By Professor Trang Thomas AM and Dr Rivka Witenberg, RMIT University – A report for the Australian Multicultural Foundation
Racial prejudice can lead to friction, disharmony and even physical violence. It is a major social problem in many societies and one from which Australia is not immune. However, evidence is accumulating that living in harmony may be better served by increasing understanding about tolerance and acceptance rather than focusing on decreasing prejudice.
The Australian Research Council and the Australian Multicultural Foundation funded this project, which aimed to study racial tolerance among young Australians. The value of the current study was its focus on the positive aspects of social perceptions and behaviours in contrast to the large body of research into the negative aspects of prejudice.
The study used three short dilemma-like stories to assess tolerance. Each story dealt with an event depicting a form of intolerance / tolerance relevant to the Australian context (Aboriginal, Asian and English people).

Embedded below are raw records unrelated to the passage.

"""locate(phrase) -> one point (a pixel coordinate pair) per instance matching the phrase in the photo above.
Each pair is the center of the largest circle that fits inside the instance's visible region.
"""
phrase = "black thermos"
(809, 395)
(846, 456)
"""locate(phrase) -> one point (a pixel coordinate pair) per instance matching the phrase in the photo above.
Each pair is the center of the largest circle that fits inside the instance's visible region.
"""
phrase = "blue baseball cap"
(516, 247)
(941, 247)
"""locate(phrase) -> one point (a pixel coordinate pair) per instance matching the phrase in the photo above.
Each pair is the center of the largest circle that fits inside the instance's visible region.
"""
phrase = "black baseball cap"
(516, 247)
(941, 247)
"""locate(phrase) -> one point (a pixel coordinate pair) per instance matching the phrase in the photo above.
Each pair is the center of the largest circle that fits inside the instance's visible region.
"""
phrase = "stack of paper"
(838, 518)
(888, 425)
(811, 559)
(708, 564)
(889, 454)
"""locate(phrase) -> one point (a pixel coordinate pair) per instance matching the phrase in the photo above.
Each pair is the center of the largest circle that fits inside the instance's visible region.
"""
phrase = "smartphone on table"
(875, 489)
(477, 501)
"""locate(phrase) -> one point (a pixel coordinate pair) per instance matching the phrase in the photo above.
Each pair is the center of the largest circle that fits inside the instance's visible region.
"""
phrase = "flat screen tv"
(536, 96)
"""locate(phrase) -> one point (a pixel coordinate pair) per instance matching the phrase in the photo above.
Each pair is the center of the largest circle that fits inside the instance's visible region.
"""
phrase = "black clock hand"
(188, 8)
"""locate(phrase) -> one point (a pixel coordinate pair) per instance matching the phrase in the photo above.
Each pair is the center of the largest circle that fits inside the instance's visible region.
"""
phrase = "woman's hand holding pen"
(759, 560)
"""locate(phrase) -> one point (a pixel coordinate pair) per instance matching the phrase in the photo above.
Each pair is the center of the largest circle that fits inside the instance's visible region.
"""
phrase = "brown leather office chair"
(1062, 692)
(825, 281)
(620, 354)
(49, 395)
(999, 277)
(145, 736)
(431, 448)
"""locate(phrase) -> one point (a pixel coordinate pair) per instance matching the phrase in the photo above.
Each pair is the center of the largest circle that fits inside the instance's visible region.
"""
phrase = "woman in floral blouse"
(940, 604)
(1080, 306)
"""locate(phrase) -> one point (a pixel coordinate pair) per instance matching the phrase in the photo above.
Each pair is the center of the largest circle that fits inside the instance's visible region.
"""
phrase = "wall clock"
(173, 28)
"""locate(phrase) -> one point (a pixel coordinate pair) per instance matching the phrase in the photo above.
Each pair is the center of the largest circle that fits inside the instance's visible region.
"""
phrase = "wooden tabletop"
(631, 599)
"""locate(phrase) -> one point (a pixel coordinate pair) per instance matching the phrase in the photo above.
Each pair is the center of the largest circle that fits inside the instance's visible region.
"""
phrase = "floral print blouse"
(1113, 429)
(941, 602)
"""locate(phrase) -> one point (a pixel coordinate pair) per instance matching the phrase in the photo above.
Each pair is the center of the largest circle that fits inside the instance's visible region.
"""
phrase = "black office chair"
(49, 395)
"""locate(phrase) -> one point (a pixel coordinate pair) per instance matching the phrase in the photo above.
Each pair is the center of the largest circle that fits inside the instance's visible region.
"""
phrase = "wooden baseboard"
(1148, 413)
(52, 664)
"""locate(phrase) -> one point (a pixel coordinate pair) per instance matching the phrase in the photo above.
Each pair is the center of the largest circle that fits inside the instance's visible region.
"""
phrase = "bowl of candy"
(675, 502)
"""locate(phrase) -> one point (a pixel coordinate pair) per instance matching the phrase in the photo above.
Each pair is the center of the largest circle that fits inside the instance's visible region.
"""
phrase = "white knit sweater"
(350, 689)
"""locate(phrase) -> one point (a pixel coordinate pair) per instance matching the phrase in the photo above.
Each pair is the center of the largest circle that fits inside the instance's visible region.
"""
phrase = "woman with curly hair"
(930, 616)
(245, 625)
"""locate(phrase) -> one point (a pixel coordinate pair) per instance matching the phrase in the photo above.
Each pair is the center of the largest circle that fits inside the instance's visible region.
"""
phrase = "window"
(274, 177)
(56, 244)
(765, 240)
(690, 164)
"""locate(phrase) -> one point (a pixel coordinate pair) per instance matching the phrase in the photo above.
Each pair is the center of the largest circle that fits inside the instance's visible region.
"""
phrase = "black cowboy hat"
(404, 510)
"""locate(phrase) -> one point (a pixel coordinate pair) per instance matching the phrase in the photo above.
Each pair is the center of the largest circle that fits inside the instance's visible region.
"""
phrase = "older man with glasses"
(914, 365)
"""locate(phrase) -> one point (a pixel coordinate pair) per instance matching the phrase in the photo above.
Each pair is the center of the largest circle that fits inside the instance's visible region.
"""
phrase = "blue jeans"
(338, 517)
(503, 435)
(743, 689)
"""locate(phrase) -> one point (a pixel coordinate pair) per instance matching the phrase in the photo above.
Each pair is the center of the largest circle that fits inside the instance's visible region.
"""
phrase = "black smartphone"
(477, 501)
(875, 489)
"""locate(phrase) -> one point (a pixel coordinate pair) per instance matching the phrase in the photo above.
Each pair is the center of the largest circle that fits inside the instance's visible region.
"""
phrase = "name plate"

The outcomes of the project examine how age, gender and situational and behavioural contexts influence racial tolerant judgements. It also examines the kind of justifications young people used to support tolerance and intolerance. Participants were children (aged 11 to 12), young adolescents (aged 14 to 15) and young adults (aged 16 to 22). They were asked to make judgements and justify them on two aspects. First, to whom and under what circumstances were they willing to extend their tolerance. Second, whether they were tolerant of people’s beliefs, speech or actions within each story.